Note: This question is part of a series of questions that use the same scenario. For your convenience, the
scenario is repeated in each question. Each question presents a different goal and answer choices, but the textof the scenario is exactly the same in each question in this series.
You plan to create a predictive analytics solution for credit risk assessment and fraud prediction in Azure
Machine Learning. The Machine Learning workspace for the solution will be shared with other users in your
organization. You will add assets to projects and conduct experiments in the workspace.
The experiments will be used for training models that will be published to provide scoring from web services.
The experiment for fraud prediction will use Machine Learning modules and APIs to train the models and will
predict probabilities in an Apache Hadoop ecosystem.
You plan to configure the resources for part of a workflow that will be used to preprocess data from files stored
in Azure Blob storage. You plan to use Python to preprocess and store the data in Hadoop.
You need to get the data into Hadoop as quickly as possible.
Which three actions should you perform?
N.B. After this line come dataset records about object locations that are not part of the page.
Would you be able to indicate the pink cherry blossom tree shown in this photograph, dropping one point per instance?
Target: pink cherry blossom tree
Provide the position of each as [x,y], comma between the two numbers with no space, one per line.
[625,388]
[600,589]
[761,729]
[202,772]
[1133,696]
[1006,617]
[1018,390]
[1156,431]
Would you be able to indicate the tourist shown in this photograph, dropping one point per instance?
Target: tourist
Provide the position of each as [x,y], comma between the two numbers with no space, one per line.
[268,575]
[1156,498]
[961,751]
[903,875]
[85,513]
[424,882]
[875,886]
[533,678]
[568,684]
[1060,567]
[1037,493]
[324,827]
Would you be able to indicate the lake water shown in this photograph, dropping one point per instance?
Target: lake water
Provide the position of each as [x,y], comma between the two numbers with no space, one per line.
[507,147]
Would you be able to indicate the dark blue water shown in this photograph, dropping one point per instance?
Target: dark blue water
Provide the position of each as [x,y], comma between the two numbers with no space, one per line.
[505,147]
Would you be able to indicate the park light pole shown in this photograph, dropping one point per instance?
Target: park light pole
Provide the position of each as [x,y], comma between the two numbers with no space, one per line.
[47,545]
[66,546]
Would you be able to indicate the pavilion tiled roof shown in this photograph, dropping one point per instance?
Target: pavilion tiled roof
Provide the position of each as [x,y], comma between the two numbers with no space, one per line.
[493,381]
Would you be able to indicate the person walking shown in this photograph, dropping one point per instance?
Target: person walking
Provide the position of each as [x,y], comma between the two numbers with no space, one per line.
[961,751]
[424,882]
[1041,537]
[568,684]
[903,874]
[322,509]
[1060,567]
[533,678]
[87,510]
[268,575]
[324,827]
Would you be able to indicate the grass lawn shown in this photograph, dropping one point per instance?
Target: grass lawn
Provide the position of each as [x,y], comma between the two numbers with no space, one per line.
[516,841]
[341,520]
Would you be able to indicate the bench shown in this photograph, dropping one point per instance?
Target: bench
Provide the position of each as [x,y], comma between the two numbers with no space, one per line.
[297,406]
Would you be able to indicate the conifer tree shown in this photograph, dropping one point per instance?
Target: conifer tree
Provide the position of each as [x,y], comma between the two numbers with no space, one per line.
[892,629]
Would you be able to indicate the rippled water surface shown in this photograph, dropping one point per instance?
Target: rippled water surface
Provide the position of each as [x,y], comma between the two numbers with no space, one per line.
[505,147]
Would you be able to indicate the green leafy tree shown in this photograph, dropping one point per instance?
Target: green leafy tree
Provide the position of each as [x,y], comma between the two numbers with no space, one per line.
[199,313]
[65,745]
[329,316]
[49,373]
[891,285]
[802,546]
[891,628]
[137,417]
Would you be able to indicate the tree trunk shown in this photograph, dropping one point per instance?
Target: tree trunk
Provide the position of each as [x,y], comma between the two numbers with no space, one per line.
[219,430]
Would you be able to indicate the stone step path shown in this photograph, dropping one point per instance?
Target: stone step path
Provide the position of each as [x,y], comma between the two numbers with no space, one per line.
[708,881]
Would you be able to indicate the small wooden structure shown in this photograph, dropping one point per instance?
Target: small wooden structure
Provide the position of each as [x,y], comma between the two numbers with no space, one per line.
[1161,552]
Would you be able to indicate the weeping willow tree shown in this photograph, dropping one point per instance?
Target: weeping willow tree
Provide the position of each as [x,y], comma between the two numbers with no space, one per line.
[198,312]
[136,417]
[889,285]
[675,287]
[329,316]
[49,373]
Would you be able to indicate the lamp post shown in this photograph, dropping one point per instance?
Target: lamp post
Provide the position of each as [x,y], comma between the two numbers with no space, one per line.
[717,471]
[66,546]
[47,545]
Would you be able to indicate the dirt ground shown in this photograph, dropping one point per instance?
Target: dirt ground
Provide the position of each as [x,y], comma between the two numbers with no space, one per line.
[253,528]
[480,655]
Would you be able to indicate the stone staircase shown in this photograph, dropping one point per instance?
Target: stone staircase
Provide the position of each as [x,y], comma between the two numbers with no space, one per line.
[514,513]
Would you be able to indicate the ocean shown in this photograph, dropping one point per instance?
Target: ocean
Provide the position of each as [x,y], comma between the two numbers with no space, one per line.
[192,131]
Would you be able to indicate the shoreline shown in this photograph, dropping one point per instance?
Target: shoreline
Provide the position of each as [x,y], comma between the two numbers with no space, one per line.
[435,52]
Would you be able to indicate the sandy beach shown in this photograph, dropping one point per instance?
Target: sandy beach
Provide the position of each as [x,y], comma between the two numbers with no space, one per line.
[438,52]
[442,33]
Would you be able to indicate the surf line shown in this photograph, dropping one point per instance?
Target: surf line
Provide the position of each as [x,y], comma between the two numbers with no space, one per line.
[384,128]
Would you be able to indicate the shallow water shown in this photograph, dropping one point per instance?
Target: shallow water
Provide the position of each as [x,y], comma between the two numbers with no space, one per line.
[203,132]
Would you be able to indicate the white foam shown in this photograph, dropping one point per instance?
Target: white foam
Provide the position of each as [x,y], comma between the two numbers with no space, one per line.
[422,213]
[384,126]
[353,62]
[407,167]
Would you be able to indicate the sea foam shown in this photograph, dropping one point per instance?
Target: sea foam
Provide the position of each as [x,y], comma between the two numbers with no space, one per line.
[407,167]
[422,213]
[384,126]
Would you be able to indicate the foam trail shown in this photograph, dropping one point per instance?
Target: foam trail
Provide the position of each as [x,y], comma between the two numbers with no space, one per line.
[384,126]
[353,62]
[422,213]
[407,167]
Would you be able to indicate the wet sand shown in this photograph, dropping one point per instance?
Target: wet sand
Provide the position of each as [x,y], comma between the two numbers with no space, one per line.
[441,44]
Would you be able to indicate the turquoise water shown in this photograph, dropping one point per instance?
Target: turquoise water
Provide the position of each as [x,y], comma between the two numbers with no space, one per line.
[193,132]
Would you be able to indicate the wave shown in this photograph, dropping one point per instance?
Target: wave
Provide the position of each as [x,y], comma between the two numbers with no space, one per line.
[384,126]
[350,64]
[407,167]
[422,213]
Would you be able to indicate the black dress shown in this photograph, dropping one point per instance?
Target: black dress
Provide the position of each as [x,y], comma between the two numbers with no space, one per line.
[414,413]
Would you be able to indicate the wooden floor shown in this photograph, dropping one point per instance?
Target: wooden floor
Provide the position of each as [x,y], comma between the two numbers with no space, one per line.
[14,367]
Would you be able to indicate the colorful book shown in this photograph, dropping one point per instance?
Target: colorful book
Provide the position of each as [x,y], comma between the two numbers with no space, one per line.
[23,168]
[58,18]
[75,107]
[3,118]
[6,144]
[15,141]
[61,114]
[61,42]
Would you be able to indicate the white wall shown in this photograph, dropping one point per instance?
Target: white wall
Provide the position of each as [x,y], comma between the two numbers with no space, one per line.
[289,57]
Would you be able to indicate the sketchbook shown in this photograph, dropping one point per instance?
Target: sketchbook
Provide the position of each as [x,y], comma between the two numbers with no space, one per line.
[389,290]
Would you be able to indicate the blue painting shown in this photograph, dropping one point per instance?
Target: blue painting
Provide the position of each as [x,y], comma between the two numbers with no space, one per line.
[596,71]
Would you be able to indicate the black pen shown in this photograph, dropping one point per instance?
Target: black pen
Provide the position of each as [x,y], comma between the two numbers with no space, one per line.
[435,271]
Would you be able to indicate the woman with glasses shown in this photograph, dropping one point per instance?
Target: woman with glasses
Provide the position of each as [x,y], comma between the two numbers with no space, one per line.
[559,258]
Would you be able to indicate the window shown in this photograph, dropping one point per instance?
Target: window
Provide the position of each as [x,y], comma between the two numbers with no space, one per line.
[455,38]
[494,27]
Each correct answer presents part of the solution.
NOTE: Each correct selection is worth one point.
A.
Create an Azure virtual machine (VM), and then configure MapReduce on the VM.
B.
Create an Azure HDInsight Hadoop cluster.
C.
Create an Azure virtual machine (VM), and then install an IPython Notebook server.
D.
Process the files by using Python to store the data to a Hadoop instance.
E.
Create the Machine learning experiment, and then add an Execute Python Script module.